We packed more keenly for our ten dayer in Torres; with extra rations and knickers required it was time to examine a little more minutely what we would use/need. Out went the thicker down gilet in favour of a smaller synthetic and lightweight version…. With the promise of a bed in the nearest refugio dorm if I got THAT cold at night, I was comfortable downsizing on a few extra ‘home comforts’.
Also unlike Fitz Roy, Torres del Paine had a number of serviced refugios along the circuit and in the well trafficked trek known as the “W”. In my mind this meant steamy hot showers, warming plates of meat stew and rice or potatoes on the nights we didn’t camp cook, washed down with the odd glass of good vino to aid sleep, of course. You get the picture. Reality was likely to be a different ball game as two different companies serviced the park and reviews were mixed.

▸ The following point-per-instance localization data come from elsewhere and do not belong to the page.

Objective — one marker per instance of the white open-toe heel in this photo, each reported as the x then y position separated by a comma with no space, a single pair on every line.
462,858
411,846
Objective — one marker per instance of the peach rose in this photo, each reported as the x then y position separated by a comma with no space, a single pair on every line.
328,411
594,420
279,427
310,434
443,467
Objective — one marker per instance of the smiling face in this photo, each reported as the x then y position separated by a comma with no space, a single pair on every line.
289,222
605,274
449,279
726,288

A bone rattling ride took us into the Parque Nacional Torres del Paine; excitedly we checked out the real life gauchos riding alongside, on the dusty dirt road that led to the entrance. As we wound our way through the barren scrubland, we were met by unexpected views of the imposing and distinctive Torres, towers of batholic rock, part of the Paine massif and the pinnacles that form part of the infamous “W”. With the sun shining down on us, we reckoned were off to a pretty good start…

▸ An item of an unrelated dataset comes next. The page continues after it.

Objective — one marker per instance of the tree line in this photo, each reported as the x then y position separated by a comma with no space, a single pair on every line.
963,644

We stopped off at the Guarderia Laguna Amarga, to register at the park headquarters and listen to the brief. A far more formal set up than Fitz Roy, the pep talk was a little on the hurried side, as we were processed for park fees, directed into a room to watch a video on the do’s/don’ts and pick up the latest weather report and csmpsite info. Our hearts sank just a little as we saw the spike in the per km winds coming in. Beaufort scale of 6 was brewing on the day we were expecting to cross the pass!